= Philip L. Quinn =

American philosopher and theologian (1940–2004)

Philip Lawrence Quinn (June 22, 1940 - November 13, 2004) was a philosopher and theologian. He graduated from Georgetown University in 1962 and went on to earn a master's degree in physics from the University of Delaware in 1966. He then attended the University of Pittsburgh, where he received his master's and doctoral degrees in philosophy. Quinn joined the faculty of Brown University. At Brown, he was very popular and taught courses in the philosophy of physics, ethics, and related fields. In 1985, he assumed a position as the John A. O'Brien Professor of Philosophy at the University of Notre Dame. Quinn served in 1994–1995 as President of the Central Division of the American Philosophical Association (APA).

In March 2010, the Philip L. Quinn Fellowship was created at the National Humanities Center. The fellowship, endowed by the executors of Philip Quinn's estate, is awarded annually in philosophy, preferably supporting young women in the early stages of their scholarly careers.
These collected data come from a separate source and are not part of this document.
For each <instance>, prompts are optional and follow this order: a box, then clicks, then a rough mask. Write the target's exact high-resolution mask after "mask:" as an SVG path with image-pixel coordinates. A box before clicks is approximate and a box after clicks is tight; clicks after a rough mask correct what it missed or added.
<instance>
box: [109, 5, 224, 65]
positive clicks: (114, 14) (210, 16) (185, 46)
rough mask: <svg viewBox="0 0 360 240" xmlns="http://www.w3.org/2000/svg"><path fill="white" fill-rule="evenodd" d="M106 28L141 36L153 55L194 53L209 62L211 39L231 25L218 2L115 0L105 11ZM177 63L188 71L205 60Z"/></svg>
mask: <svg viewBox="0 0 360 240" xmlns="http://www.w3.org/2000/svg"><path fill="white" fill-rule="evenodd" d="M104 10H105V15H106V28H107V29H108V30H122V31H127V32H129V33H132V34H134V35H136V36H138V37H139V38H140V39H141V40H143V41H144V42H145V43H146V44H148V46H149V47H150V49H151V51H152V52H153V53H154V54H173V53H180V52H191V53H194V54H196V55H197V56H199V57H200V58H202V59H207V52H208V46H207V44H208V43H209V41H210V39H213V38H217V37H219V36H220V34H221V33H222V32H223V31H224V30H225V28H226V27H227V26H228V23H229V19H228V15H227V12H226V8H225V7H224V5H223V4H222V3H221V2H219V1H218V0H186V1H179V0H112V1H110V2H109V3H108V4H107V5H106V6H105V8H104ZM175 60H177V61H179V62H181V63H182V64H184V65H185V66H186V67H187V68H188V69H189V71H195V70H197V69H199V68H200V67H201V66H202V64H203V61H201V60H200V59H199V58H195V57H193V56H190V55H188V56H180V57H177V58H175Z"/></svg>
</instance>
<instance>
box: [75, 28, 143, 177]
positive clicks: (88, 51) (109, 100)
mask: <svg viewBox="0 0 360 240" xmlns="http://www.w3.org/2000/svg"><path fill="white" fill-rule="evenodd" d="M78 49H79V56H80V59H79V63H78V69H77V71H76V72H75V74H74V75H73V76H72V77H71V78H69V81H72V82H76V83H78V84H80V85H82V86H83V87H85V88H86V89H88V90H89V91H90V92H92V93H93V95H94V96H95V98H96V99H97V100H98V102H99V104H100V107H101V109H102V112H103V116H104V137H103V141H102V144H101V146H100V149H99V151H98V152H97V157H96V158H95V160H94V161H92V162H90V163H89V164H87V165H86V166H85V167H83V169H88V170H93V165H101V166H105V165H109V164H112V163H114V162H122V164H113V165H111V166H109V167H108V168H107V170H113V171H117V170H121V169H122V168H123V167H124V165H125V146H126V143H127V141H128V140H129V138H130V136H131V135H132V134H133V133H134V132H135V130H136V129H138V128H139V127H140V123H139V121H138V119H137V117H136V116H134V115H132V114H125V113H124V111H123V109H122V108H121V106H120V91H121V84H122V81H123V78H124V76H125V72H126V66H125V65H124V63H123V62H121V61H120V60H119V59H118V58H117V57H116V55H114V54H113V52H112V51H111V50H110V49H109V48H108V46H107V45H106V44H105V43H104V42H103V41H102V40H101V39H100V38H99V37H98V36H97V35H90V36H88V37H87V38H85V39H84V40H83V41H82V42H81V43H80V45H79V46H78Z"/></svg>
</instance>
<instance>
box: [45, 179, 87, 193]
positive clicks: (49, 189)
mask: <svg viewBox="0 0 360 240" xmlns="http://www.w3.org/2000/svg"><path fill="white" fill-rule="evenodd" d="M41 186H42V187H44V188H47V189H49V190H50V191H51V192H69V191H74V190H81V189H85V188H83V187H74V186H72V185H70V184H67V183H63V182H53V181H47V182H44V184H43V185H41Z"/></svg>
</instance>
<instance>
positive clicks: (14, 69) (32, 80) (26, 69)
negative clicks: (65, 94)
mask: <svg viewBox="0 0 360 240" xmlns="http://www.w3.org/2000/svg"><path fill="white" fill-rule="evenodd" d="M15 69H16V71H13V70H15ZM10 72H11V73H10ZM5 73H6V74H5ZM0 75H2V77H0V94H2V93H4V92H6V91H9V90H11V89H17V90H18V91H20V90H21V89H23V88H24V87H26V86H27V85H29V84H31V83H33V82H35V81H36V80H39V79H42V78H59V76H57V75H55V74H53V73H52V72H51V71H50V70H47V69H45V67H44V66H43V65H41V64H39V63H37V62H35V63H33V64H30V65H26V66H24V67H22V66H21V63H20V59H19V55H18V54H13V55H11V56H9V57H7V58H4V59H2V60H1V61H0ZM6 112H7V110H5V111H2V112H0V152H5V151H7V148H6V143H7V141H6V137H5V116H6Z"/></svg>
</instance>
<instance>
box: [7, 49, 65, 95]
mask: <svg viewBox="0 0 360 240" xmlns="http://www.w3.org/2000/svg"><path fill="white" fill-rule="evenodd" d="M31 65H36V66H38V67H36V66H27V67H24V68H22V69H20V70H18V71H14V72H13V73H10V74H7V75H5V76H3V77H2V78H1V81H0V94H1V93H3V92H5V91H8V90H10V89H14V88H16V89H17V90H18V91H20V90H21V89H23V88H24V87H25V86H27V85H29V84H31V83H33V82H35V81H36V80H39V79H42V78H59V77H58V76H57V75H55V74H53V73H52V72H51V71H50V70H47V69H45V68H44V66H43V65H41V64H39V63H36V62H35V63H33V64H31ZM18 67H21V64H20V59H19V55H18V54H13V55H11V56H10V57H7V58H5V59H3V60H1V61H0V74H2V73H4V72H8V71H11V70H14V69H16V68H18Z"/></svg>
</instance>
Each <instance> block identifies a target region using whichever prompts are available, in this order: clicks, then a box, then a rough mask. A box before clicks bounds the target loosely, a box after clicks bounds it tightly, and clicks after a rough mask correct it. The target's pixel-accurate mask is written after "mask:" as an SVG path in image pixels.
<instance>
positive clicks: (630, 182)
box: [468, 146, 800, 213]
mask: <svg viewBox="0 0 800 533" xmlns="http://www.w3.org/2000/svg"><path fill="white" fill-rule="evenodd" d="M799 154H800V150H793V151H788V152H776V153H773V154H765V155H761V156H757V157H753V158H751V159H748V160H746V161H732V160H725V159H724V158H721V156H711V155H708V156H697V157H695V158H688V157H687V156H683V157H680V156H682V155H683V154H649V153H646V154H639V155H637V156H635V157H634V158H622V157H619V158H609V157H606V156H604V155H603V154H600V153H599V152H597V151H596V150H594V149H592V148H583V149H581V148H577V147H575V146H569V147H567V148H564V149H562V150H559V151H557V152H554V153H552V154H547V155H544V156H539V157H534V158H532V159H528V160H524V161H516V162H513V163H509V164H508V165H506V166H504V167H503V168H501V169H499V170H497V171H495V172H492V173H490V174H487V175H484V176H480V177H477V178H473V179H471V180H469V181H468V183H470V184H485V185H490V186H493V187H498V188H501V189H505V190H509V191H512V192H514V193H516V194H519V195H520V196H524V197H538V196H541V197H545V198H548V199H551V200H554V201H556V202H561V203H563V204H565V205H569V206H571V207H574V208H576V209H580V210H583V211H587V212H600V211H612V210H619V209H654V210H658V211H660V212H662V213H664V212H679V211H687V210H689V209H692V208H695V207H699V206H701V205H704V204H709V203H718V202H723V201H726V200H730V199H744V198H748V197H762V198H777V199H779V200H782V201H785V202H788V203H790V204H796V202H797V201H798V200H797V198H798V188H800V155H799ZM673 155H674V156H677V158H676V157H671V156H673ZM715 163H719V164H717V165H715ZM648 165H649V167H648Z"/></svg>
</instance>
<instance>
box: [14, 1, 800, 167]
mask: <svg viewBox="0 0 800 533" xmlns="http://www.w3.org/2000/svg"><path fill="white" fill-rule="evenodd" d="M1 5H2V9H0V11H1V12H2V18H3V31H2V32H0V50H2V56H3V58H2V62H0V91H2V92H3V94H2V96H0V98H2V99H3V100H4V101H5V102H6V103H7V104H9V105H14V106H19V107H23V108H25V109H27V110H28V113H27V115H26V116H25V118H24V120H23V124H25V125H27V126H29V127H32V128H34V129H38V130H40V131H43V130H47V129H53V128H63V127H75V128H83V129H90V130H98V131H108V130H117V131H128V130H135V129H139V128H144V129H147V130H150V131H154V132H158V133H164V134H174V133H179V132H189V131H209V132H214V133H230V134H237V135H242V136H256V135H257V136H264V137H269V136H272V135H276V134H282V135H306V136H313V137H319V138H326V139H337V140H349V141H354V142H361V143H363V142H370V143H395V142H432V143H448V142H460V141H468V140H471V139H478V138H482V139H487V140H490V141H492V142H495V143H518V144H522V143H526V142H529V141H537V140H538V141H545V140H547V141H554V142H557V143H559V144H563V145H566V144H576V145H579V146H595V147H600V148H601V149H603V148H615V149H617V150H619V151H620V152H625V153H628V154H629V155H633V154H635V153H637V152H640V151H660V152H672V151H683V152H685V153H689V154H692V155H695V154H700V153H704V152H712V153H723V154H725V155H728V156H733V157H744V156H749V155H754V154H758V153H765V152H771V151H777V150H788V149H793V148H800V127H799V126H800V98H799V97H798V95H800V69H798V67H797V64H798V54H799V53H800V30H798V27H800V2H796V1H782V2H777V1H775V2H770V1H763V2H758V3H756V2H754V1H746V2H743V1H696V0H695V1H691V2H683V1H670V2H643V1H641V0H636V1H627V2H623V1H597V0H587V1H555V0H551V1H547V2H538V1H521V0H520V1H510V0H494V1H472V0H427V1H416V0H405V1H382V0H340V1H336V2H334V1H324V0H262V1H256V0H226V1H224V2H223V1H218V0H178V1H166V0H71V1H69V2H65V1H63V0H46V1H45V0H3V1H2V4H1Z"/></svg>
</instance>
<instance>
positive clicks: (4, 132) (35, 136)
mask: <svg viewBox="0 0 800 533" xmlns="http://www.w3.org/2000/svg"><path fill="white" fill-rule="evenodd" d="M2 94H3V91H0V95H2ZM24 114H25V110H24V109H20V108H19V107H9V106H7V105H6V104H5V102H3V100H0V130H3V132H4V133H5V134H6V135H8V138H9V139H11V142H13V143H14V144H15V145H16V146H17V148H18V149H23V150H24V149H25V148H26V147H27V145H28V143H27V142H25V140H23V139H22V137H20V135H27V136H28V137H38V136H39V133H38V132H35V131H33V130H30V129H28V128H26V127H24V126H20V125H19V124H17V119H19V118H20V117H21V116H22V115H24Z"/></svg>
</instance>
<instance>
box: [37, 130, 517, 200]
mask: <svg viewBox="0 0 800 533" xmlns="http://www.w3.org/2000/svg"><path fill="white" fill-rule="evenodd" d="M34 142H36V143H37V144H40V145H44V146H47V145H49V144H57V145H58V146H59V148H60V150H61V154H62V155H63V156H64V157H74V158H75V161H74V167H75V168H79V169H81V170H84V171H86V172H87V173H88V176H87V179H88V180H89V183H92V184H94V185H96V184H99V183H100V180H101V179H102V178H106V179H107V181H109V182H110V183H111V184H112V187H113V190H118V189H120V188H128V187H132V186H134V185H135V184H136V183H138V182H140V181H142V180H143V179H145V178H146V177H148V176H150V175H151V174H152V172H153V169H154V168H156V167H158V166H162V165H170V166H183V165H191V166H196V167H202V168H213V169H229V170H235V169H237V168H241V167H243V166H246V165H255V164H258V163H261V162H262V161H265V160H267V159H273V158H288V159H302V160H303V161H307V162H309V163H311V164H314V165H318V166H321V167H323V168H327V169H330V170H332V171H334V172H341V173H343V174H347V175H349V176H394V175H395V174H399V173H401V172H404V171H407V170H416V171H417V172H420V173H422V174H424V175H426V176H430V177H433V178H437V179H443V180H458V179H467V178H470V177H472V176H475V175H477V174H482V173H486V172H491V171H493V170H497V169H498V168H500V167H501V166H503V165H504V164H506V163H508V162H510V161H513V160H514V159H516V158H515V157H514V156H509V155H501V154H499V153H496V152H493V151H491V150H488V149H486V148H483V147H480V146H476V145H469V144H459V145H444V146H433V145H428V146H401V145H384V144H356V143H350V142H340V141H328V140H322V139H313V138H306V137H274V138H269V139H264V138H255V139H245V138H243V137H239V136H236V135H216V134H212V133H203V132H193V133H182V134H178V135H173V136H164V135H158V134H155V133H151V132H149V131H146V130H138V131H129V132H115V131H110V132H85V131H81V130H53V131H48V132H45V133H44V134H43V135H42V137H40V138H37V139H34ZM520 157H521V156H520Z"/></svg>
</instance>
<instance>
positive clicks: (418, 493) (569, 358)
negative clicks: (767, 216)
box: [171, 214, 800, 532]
The Philip L. Quinn Prize is considered the APA's "highest honor for service to the profession." Previous winners include Ruth Barcan Marcus, J.B. Schneewind, Anita Silvers, Ernest Sosa, Karen Hanson, Judith Jarvis Thomson, John Perry, Michael Bratman, Martha Nussbaum, Robert Audi, Peggy DesAutels, Geoffrey Sayre-McCord, Kwame Anthony Appiah, Anita L. Allen, and Virginia Held.